A news product can be a podcast, a newsletter, video series, a feature article or any content made by a news organization. For the workshop, the speakers posed a hypothetical scenario: how can the growing community of Hutto, Texas, benefit from a podcast?

That scenario was based on hypothetical data that nearly half of Hutto’s residents drove into Round Rock and Austin for work and could listen to the podcast on their commute.

Attendees immediately noted the several challenges this news-spreading method could bring to the Hutto community and the podcast creators. A small audience, with already formed habits, may not stand to benefit from a difficult production like a podcast.

“Every community has a different challenge,” Damon Kiesow, Knight Chair of Journalism Innovation at the Missouri School of Journalism said. “The processes, the way we solve problems, it's all the same conflicts. Do we have enough information? What do we know about the audience? How do we solve the internal sort of political conflict?”

Ultimately, though, the biggest struggle in deciding whether a podcast was appropriate for this hypothetical scenario is not knowing Hutto’s diverse audience and its needs. The same can be said of developing news products in general as communities around the United States grow but the amount of journalists to cover them decreases.

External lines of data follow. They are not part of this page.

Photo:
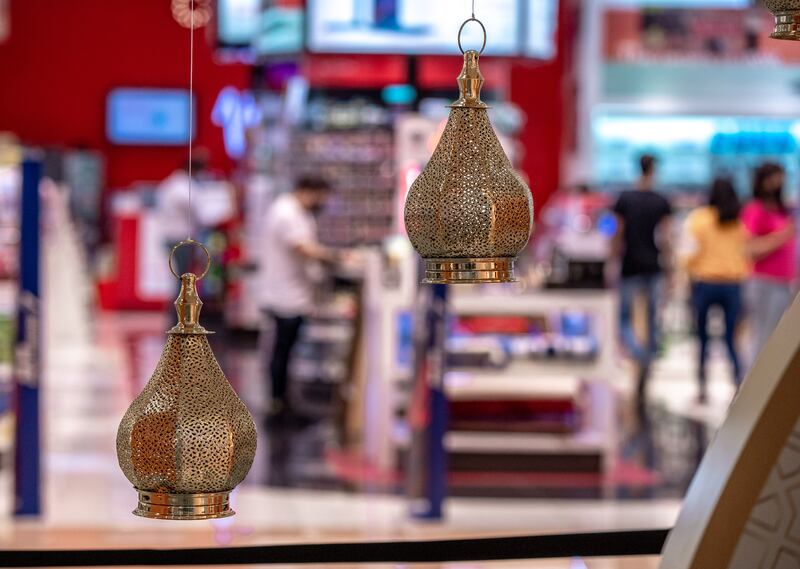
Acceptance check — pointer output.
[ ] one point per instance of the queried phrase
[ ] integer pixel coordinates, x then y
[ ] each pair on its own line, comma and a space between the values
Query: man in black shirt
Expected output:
642, 240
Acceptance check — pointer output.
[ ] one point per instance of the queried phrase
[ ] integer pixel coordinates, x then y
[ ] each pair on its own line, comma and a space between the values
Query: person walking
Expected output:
717, 268
642, 241
773, 247
289, 246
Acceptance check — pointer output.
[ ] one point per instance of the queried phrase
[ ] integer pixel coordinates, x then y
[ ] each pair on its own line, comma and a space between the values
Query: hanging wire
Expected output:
191, 113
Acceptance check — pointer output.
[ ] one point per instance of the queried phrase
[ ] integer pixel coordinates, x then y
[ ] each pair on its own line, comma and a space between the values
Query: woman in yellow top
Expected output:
717, 268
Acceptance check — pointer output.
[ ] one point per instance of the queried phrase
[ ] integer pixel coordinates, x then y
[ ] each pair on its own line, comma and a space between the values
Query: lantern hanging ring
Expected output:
187, 243
461, 30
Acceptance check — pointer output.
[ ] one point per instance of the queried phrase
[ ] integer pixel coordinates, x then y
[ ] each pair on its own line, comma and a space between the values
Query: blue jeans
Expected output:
629, 289
727, 296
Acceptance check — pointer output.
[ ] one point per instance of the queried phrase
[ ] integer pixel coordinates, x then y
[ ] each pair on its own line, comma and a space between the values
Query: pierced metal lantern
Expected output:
787, 19
187, 440
469, 213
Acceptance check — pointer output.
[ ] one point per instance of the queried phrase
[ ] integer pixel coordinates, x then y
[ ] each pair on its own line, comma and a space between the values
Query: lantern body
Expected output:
787, 19
468, 214
187, 440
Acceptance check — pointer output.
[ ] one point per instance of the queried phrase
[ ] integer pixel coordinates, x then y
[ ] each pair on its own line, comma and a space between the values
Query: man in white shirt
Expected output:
289, 245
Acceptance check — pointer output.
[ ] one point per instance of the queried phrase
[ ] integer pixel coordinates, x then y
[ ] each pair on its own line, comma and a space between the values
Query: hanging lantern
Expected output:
787, 19
188, 439
469, 214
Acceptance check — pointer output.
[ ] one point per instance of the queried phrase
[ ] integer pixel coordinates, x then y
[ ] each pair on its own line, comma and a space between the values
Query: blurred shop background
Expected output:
544, 429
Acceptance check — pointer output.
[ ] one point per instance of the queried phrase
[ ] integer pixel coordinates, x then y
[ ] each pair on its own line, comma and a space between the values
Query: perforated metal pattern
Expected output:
188, 431
469, 202
787, 19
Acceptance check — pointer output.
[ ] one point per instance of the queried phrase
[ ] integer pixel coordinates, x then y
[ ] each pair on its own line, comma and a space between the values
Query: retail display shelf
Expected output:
518, 381
503, 442
527, 303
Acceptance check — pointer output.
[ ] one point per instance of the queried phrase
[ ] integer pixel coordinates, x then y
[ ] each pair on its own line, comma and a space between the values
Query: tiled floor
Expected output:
88, 501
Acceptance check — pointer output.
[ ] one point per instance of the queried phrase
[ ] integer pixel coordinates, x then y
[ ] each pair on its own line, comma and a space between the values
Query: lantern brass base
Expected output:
787, 26
465, 271
164, 506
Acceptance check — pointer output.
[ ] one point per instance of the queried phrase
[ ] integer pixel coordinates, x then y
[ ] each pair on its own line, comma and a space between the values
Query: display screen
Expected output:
280, 31
148, 116
237, 22
411, 26
540, 35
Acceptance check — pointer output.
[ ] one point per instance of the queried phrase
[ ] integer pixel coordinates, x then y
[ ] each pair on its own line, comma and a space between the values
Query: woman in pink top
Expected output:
773, 248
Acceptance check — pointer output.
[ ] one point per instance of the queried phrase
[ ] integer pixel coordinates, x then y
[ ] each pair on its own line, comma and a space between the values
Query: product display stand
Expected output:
592, 446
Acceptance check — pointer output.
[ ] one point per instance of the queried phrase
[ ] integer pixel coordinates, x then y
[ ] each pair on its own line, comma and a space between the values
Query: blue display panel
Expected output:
692, 150
158, 117
237, 22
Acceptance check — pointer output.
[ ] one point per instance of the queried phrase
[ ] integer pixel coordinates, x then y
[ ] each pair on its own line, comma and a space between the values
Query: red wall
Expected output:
545, 91
63, 57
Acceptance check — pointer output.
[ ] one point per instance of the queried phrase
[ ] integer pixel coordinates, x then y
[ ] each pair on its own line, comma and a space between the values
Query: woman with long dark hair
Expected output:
718, 267
773, 247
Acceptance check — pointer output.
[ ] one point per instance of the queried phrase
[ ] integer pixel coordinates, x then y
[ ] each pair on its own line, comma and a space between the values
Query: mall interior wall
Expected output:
54, 89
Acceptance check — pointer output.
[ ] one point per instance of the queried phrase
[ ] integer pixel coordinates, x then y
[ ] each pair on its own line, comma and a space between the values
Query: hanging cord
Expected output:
191, 115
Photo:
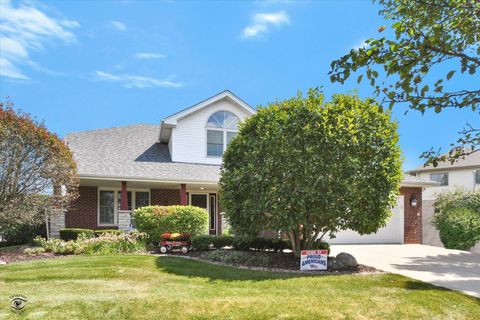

Factors like language, interests, political leanings, and socioeconomic status of their audience are just a fraction of what a newsroom needs to be aware of before developing a news product.

“The challenge of doing this as an imaginary exercise is none of us actually know the context of this community and this market well enough to make these decisions,” Aaronson said. “And so I think that really reinforces the point that if you're going to be making these calls in an actually informed way, you have to be really connected to the community and the market and understand the landscape.”

News product development should keep the consumer in mind, but the news outlet’s goals need to be incorporated, too, some of the journalists in the workshop mentioned. Deciding to create a news product needs to be interrogated thoroughly, with journalists needing to push back and asking why something works for them and for the public, too.

“Our goal is to solve these problems through problem solving and collaboration and sustainability,” Upasna Gautam, senior product manager leader at CNN’s Digital News Platforms team said. “And the way we do that is to not just understand the types of problems we need to solve, but why those problems are a problem in the first place. And we do that through agile product development and building an agile newsroom.”

The speakers suggested to the attending journalists that a strengths, weaknesses, opportunities and threats, or SWOT, analysis, was a good way of understanding a potential news product. The strategy will be necessary for the future, as the way news is spread will become a staple of the journalism industry.

“These are new competencies that we need to have in our programs beyond just reporting and editing, and we have people in this room who are doing that,” Cindy Royal, who is a professor in Texas State University’s Journalism and Mass Communication Department, said to the speakers. “But we need more.”

Gaige Davila is a reporter with Texas Public Radio, covering immigration, social justice, environment and culture in the Rio Grande Valley. 

ISOJ is a global online journalism conference organized by the Knight Center for Journalism in the Americas at the University of Texas at Austin. In 2024, it is celebrating 25 years of bringing together journalists, media executives and scholars to discuss the impact of the digital revolution on journalism.